António Branco
University of Lisbon
Given the increasing complexity and expertise involved in the development of language resources, there have been a growing interest in finding mechanisms so that the designing and the development of language resources may be taken as a first class citizen in terms of scientific work, and accordingly individual cvs and careers can be fairly credited and rewarded for that. Ongoing initiatives such as the single registry number for language resources, or the recent studies on measures and metrics to ascertain their reliability are illustrative examples of this trend.
Concomitant to this movement of credibilization, and in an opposite direction, there have been appearing worrying signs that, in what concerns mature and well established scientific fields, scientific activities and results may be unreliable to an extent larger than possibly expected and acceptable.
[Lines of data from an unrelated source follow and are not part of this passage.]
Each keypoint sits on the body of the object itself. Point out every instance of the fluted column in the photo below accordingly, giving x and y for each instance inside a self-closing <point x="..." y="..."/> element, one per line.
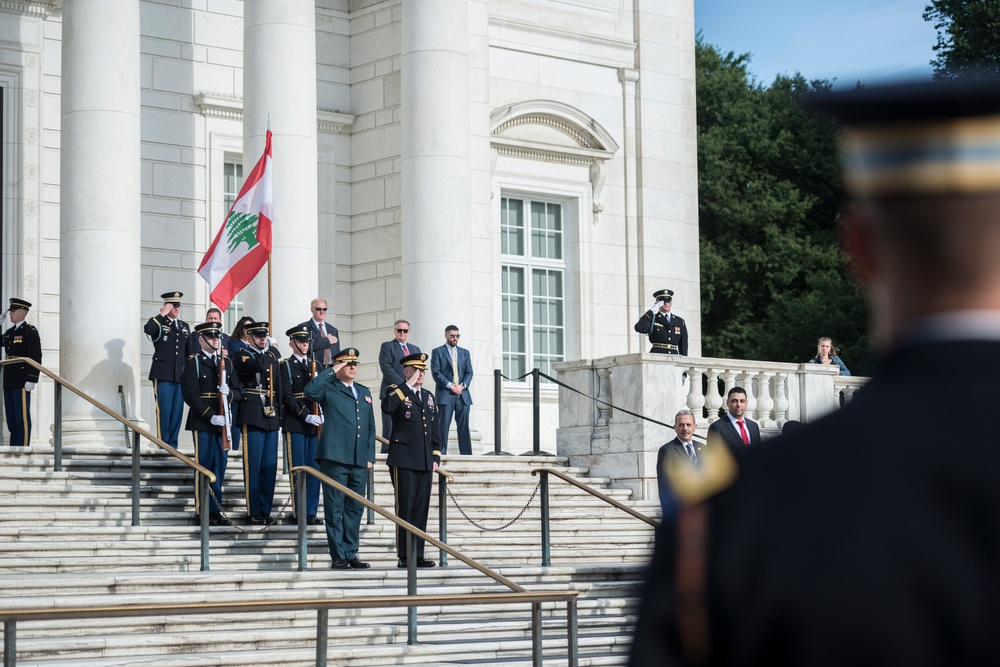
<point x="100" y="327"/>
<point x="279" y="82"/>
<point x="436" y="169"/>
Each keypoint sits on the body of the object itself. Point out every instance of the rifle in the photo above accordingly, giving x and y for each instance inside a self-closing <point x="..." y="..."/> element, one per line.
<point x="224" y="405"/>
<point x="316" y="408"/>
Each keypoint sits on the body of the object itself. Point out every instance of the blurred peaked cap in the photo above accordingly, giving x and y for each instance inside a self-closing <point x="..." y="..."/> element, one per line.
<point x="918" y="138"/>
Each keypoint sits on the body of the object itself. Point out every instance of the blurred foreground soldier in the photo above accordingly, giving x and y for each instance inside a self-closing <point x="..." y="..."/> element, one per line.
<point x="300" y="417"/>
<point x="414" y="452"/>
<point x="20" y="340"/>
<point x="208" y="420"/>
<point x="346" y="452"/>
<point x="667" y="333"/>
<point x="850" y="541"/>
<point x="172" y="344"/>
<point x="257" y="370"/>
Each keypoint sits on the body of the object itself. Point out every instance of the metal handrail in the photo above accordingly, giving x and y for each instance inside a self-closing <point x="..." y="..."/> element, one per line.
<point x="322" y="606"/>
<point x="203" y="476"/>
<point x="544" y="483"/>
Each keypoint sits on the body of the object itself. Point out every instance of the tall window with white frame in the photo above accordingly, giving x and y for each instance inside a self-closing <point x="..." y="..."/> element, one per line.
<point x="533" y="284"/>
<point x="232" y="179"/>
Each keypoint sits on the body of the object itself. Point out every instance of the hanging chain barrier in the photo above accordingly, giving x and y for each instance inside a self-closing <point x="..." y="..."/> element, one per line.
<point x="121" y="395"/>
<point x="503" y="527"/>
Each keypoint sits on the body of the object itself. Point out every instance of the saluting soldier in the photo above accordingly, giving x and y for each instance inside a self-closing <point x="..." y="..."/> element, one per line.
<point x="172" y="344"/>
<point x="207" y="418"/>
<point x="20" y="340"/>
<point x="257" y="371"/>
<point x="666" y="332"/>
<point x="346" y="451"/>
<point x="414" y="451"/>
<point x="300" y="416"/>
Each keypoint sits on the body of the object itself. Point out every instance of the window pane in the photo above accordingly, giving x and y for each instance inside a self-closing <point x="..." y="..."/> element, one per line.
<point x="512" y="226"/>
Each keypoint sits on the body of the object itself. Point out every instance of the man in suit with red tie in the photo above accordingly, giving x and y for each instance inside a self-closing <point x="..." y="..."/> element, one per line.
<point x="451" y="367"/>
<point x="734" y="428"/>
<point x="389" y="356"/>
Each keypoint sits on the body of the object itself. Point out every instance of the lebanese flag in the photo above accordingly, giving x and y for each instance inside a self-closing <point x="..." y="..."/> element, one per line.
<point x="242" y="246"/>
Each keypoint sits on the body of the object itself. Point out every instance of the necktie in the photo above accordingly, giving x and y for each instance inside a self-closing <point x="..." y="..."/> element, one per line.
<point x="743" y="433"/>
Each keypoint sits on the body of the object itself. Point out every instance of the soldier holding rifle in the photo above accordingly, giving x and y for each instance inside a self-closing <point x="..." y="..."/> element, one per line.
<point x="257" y="370"/>
<point x="301" y="419"/>
<point x="208" y="387"/>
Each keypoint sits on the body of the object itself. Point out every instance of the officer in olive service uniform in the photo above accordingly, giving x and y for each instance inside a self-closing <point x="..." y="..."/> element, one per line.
<point x="862" y="538"/>
<point x="414" y="451"/>
<point x="300" y="417"/>
<point x="257" y="371"/>
<point x="172" y="344"/>
<point x="207" y="418"/>
<point x="667" y="332"/>
<point x="346" y="452"/>
<point x="20" y="340"/>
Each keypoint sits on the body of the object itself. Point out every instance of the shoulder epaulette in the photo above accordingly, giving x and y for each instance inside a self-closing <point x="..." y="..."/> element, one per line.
<point x="692" y="485"/>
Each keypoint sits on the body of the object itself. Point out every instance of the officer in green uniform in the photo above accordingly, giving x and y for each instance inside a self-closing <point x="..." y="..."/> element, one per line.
<point x="346" y="451"/>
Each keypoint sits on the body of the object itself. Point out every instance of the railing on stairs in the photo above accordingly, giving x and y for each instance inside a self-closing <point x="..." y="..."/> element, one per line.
<point x="203" y="476"/>
<point x="322" y="607"/>
<point x="544" y="483"/>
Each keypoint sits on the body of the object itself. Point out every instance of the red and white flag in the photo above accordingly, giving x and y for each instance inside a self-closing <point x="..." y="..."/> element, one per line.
<point x="241" y="247"/>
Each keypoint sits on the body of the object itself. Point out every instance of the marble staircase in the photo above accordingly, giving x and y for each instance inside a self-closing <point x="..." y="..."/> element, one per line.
<point x="66" y="540"/>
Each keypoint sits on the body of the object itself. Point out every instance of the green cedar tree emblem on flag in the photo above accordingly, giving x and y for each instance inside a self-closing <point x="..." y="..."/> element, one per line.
<point x="242" y="227"/>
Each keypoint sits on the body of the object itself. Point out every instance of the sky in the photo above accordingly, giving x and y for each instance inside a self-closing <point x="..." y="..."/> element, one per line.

That this issue has recently hit the mass media is but an indicator of the volume and relevance of these signs, whose assessment and discussion is unavoidable.
These signs have been related, for instance, to the realization that for a considerable proportion of published results their replication is not being obtained by independent researchers; to the deliberately falsified submissions of papers for publication, with introduced errors and fake authors, which get easily accepted even in respectable journals; or to the stats and the outcome of inquiries to scientists on questionable practices, with scores higher than one might expect or would be ready to accept.
A number of causes have been aired for these signs including, for instance, increasingly sloppy reviewing; the growing number of so-called “minimal-threshold” journals; policies for publication that do not require the sharing of at least the raw data; or the non disclosure of the software developed and used to obtain the results published.
Underneath these immediate causes, a number of factors have been pointed out, including, for instance, not enough negative incentives or peer-pressure for the above practices; career and promotion pressure too biased for quantity; widespread disinterest on negative results as an intrinsic part of the scientific progress; widespread disfavoring of activities of replication by funding agencies; poor or inexistent retraction procedures for results that are eventually noticed to be wrong or flawed after having been published; ideological pressure to get economic return from research results; etc.
In this talk I’ll be interested in discussing what part of these meta-reliability issues may be recognized as having the conditions to be eventually happening also in our field, what part does not apply to it given its specific nature, and what may be the risks that may be specific to it. The ultimate goal of this exercise is to contribute for the reinforcement of the meta-reliability of language resources, and to the credibility of our scientific work around them.